Nowadays, I think the easier solution would be to have your phone call over
the company’s WiFi network. It wouldn’t be surprising if there were solutions
that would give callers the illusion your mobile had two numbers, so that your
caller ID shows your ‘landline’ number when you’re calling from your office.

------
mytailorisrich
This would require a DECT RF, baseband, and stack module in your mobile phone.

That's way too niche for anyone to spend developing on special mobile phone
model for that, and it would make no point to integrate this by default.

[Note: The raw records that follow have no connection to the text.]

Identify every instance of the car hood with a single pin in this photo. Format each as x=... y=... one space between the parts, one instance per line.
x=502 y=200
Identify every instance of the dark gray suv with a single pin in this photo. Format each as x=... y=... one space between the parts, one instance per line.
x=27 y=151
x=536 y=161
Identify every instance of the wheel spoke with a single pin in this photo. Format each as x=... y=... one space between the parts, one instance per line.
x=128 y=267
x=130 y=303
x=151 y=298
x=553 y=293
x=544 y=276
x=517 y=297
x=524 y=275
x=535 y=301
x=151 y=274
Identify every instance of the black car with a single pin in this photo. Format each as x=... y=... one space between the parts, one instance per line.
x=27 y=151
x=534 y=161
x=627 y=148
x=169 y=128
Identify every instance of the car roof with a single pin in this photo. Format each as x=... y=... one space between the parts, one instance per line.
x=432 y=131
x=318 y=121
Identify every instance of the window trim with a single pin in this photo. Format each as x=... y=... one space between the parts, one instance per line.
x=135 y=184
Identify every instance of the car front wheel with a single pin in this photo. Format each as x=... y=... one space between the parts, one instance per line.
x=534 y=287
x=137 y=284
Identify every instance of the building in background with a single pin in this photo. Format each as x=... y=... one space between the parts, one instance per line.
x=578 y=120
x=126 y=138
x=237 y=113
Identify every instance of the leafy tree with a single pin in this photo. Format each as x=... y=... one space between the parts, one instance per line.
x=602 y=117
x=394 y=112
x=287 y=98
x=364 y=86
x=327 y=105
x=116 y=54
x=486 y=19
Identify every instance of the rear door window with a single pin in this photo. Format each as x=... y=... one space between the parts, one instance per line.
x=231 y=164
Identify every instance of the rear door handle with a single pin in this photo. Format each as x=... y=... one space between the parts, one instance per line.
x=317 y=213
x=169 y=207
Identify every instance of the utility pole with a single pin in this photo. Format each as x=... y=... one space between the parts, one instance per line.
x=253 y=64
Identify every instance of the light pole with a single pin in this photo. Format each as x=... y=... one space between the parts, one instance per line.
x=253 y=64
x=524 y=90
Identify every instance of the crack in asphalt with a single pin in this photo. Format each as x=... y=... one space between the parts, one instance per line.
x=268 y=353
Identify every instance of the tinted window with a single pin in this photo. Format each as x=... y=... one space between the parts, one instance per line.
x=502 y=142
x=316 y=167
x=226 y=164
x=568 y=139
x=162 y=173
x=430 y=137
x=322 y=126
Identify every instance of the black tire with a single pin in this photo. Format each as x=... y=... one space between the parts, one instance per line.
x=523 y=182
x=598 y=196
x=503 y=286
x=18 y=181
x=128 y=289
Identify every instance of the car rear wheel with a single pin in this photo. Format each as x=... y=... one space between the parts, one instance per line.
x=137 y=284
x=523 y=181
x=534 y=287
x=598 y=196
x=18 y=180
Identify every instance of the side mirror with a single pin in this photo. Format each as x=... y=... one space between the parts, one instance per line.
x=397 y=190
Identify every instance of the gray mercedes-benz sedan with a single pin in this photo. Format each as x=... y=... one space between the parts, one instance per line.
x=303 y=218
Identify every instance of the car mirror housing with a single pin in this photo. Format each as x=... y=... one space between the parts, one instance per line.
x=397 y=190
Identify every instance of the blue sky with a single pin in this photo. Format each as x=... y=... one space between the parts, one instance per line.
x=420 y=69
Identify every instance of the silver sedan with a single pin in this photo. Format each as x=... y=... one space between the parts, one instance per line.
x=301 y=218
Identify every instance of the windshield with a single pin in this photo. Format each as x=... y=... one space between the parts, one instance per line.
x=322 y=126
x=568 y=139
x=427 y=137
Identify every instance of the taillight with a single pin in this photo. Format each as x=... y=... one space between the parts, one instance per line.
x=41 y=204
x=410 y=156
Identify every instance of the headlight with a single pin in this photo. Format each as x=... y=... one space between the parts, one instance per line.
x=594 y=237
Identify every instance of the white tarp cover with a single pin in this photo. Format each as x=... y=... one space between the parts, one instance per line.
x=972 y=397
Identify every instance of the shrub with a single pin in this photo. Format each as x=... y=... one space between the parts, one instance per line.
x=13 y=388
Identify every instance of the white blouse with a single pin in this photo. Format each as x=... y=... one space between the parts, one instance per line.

You could have a picocell so that you could connect your mobile phone to your
company's phone network. I believe that there are a few such products on the
market.

The 'good' solution is not to bother with a DECT phone and to simply route
everything to your company mobile phone.

------
Gibbon1
I think DECT uses narrow band GFSK modulation. And on a different set of bands
than cellular. So I think quite a bit different radio design. I think now days
you could make it work. But the answer is probably in you comment that cell
phones and DECT phones are made by different companies.

------
1e10
What is DECT?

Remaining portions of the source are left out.